Who the bloody hell is she?
This is not an easy question to answer. Who am I? Really? For a while I’ve been mulling this over; letting it role around the inside of my head, onto paper alongside hot chocolates and morning sun. Is that person I talk to in the mornings, throughout the day and late into the night – that voice in my head – me? Am I that person who puts my car into neutral and lets my little brother push it out of the driveway just to see if we can? Am I that person who taught herself to grin lopsidedly in early high school? Who loves to laugh and fool around? Whose sense of humour is strange and quick and slightly twisted. Or am I that girl who stands so close to the mirror every morning and searches her own face while putting on foundation and concealer? And when I finish, is that me or just my daily mask staring back? That person who laughs and jokes and grins just to give the impression that she’s happy – to prove that she is fine. That person who even when she is not fine, even when she cried herself to sleep, will still laugh and grin and joke and fool, because that is who she wants to be. Because she collects the joker from the pack of cards.
Am I the girl who feels the eyes of the world so sharply on her every movement, even the eyes that aren’t turned her way? What must they think of me? And why do I care? The person who tells herself she is being stupid – they don’t care. They don’t care. So why do you?
Who dissects and analyses
Every.
Little.
Thing.
Until she is sure she’s done something so wildly embarrassing and what must people think of her? People don’t think of her. And is that worse?
Why didn’t you say that then? Where did your words go?
Who finds talking to strangers so exhausting, who finds talking to people so exhausting.
But who loves the people anyway.
The naive one, the innocent one. Takes so long to make friends, to open to people but once there would walk through fire for them. Who wouldn’t doubt their word. Who finds it so hard to let them out of her heart, because they proved themselves just by making it in. Who never loves by halves, never hurts by halves. Who exists to make others feel comfortable and wanted and happy. And smile at them, because somebody who smiles is an ally.
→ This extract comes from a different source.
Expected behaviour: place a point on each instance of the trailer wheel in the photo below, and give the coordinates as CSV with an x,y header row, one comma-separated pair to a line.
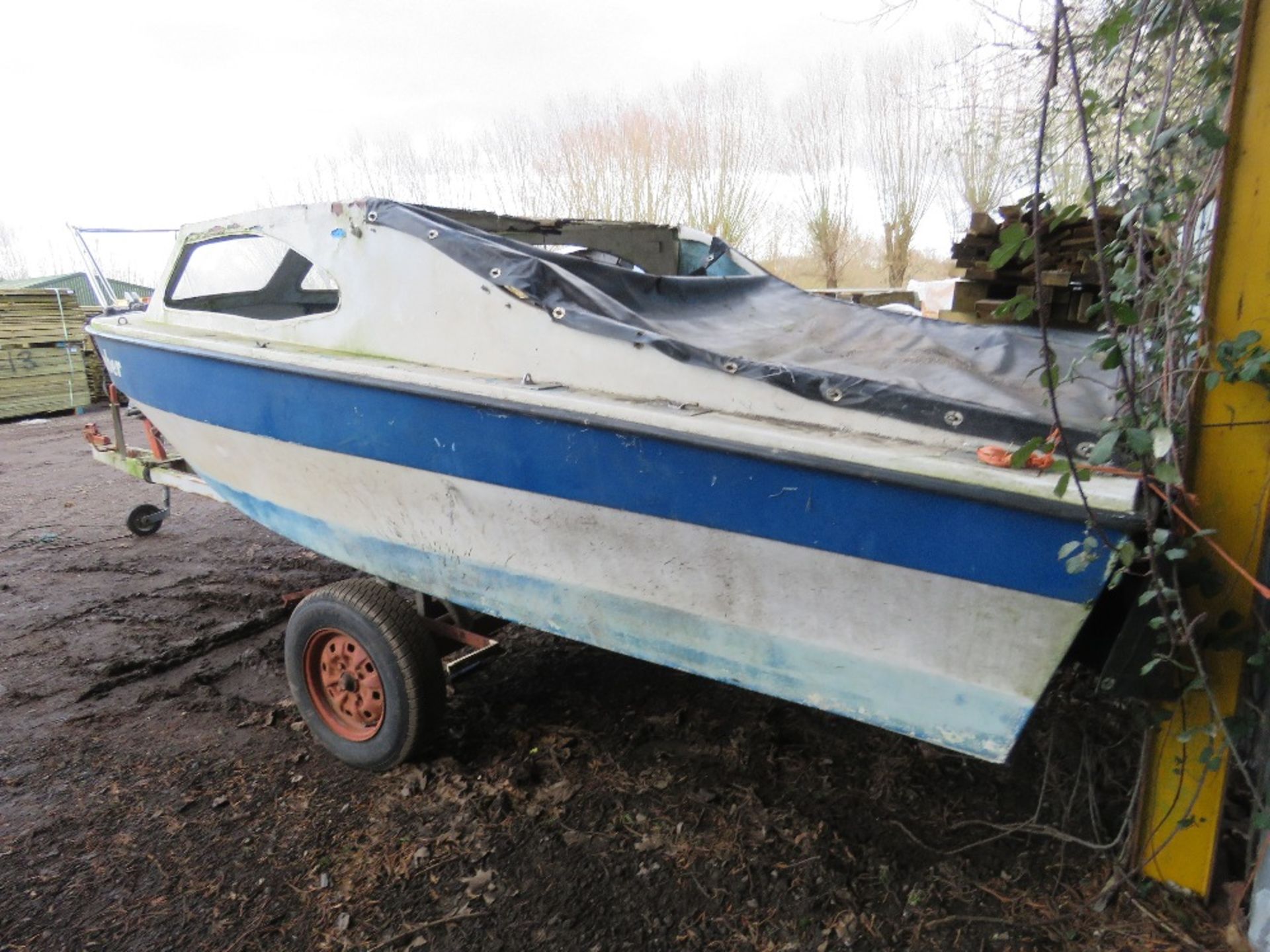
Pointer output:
x,y
365,674
142,521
We love dogs because they are so happy to see us – so why shouldn’t that work on people too?
Whose mind won’t stay still, is always writing stories, imagining scenes, wishing, hoping, fooling itself. Whose expectations are set too high, so that when things don’t meet them (and they don’t) she feels let down by the world around her. Or is she letting the world down herself?
What about that person who reads the horoscopes and hopes they’ll tell her what she wants to hear. Who so dearly wants to believe in a higher power; be it fate, be it Karma, be it God. But when all is said and done… there is still so much doubt.
The girl who feels so much but cannot show it. The girl whose heart stays firmly up her sleeve with those five aces because if nobody knows how she feels, its easier to pretend you aren’t hurt. Because isn’t being hurt a sign of weakness? And isn’t it better to show a lopsided grin or lighthearted grimace than to bother people with trivial things you can’t express in words alone.
Am I the person who likes to test the water first. Whose opinions change to align with others, unless she feels strongly enough about these things. Who always waits for invitation. Who believes in polite conversation and never putting people out. Who listens to opera, Sinatra, Metallica, Dire Straights, Something for Kate,
And will talk to animals.
Am I the mumbler?
The joker?
The writer?
The analyser?
The romantic?
Is this even me? Or is this my insecurities, my affinity for melodrama talking?